Growth mechanism of photoreduced silver nanostructures on periodically proton exchanged lithium niobate: Time and concentration dependence

Photodeposition of metallic nanostructures onto ferroelectric surfaces, which have been chemically patterned using a proton exchange process, has recently been demonstrated. By varying the molar concentration of the AgNO ₃ solution and the illumination time, one can determine the initial nucleation sites, control the rate of nucleation and the height of silver nanostructures formed, and study the mechanisms by which these processes occurs. The nanoparticles are found to deposit preferentially in the boundary between ferroelectric and proton exchanged regions, in an area proton exchanged via lateral diffusion under the masking layer used for chemical patterning, consistent with our previous results.

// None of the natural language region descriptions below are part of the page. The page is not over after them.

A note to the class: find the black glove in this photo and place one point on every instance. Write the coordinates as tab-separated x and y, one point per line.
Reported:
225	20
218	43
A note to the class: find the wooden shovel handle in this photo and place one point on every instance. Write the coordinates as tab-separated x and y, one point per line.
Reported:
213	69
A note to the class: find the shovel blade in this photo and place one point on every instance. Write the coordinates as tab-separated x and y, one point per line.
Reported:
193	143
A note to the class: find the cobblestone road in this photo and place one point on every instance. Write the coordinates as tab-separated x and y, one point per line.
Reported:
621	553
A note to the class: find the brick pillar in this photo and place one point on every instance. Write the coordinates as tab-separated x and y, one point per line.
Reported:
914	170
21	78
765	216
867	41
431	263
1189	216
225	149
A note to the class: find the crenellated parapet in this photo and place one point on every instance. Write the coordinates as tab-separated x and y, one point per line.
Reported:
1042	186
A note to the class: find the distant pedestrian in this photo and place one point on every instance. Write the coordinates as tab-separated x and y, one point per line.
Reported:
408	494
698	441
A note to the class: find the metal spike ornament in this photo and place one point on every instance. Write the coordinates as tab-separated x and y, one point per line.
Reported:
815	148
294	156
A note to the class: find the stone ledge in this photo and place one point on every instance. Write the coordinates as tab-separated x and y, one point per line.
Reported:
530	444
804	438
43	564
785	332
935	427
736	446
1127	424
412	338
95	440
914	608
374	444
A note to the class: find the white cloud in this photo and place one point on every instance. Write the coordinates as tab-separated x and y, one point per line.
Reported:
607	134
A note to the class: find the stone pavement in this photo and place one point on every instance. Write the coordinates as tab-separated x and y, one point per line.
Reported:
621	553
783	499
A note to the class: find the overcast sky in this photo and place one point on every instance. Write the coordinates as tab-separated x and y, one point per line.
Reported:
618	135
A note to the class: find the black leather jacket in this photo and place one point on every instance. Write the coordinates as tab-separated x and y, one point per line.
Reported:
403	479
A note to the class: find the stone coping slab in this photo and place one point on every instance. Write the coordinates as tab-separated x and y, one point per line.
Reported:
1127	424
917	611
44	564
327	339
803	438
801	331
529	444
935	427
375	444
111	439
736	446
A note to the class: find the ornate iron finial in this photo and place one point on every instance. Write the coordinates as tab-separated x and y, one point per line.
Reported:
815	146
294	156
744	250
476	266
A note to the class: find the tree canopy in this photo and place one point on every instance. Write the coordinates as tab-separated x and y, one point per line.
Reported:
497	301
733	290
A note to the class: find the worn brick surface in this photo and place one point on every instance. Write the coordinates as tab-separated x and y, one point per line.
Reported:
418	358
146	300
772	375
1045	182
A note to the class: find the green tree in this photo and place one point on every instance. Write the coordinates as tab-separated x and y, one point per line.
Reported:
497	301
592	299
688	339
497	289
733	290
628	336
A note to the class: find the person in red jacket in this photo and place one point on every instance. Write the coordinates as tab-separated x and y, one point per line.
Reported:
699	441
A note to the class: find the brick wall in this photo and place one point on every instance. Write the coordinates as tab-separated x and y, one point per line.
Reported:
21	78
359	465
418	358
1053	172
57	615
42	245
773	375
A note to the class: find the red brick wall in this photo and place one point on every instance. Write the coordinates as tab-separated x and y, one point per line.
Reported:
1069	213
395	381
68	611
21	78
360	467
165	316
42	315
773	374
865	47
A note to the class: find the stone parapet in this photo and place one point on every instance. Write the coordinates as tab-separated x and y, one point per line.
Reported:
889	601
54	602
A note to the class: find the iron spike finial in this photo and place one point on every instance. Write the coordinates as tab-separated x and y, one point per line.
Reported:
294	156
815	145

Using a short illumination time (3 min), we are able to determine that the initial nucleation of the silver nanostructure, having a width of 0.17 ± 0.02 μm and a height of 1.61 ± 0.98 nm, occurs near the edge of the reactive ion etched area within this lateral diffusion region. Over longer illumination times (15 min), we find that the silver deposition has spread to a width of 1.29 ± 0.06 μm, extending across the entire lateral diffusion region. We report that at a high molar concentration of AgNO₃ (10^-2 M), the amount of silver deposition for 5 min UV illumination is greater (2.88 ± 0.58 nm) compared to that at low (10^-4 M) concentrations (0.78 ± 0.35 nm), however, this is not the case for longer time periods. With increasing illumination time (15 min), experiments at 10^-4 M had greater overall deposition, 6.90 ± 1.52 nm, compared to 4.50 ± 0.76 nm at 10 ^-2 M. For longer exposure times (30 min) at 10^-2 M, the nanostructure height is 4.72 ± 0.59 nm, suggesting a saturation in the nanostructure height. The results are discussed in terms of the electric double layer that forms at the crystal surface. There is an order of magnitude difference between the Debye lengths for 10^-2 and 10^-4 M solutions, i.e., 3.04 vs. 30.40 nm, which suggests the Debye length plays a role in the availability of Ag ions at the surface.